In [283]:
import pandas as pd
import numpy as np

from nltk.tokenize import word_tokenize 
from nltk.corpus import stopwords
from string import punctuation
from nltk.stem import PorterStemmer 
from io import StringIO

# models
from sklearn.feature_extraction.text import CountVectorizer

# vizualization
import seaborn as sns
sns.set_theme()
import matplotlib.pyplot as plt

# EDA
Check relations b/w:
* keyword vs target
* location vs target
* target 1 & 0 ratio. (this ratio can be compared for training and test datasets)

In [308]:
train_data_og = pd.read_csv('./train.csv')
test_data_og = pd.read_csv('./test.csv')

# print(train_data_og.dtypes)
# display(train_data_og.sample(n= 5).style)
# print(train_data_og.isnull().sum(), test_data_og.isnull().sum())

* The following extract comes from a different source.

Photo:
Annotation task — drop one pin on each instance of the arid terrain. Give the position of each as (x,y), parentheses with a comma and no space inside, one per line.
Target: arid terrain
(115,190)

train_data = train_data_og.copy()
print(f"% of real disaster tweets: {np.round(np.sum(train_data['target'])/len(train_data)*100,2)}%")
train_data['target_sum'] = train_data.groupby('keyword')['target'].transform('sum')


plt.figure(figsize=(8, 72), dpi=100)
# sns.countplot(data = train_data, y = train_data.sort_values(by='target_sum', ascending= False)['keyword'],  hue='target')
train_data.drop(columns=['target_sum'], inplace=True)

train_data['target_sum'] = train_data.groupby('location')['target'].transform('sum')
# sns.countplot(data = train_data, y = train_data.sort_values(by='target_sum', ascending= False)['location'].head(800),  hue='target')
train_data.drop(columns=['target_sum'], inplace=True)

print(f"Unique keywords: {len(train_data['keyword'].unique())} and unique locations: {len(train_data['location'].unique())}")
print(f"Missing keywords in train set: {np.round(train_data['keyword'].isnull().sum()/len(train_data)*100,2)}%")
print(f"Missing location in train set: {np.round(train_data['location'].isnull().sum()/len(train_data)*100,2)}%")
print(f"Missing keywords in test set: {np.round(test_data_og['keyword'].isnull().sum()/len(train_data)*100,2)}%")
print(f"Missing location in test set: {np.round(test_data_og['location'].isnull().sum()/len(train_data)*100,2)}%")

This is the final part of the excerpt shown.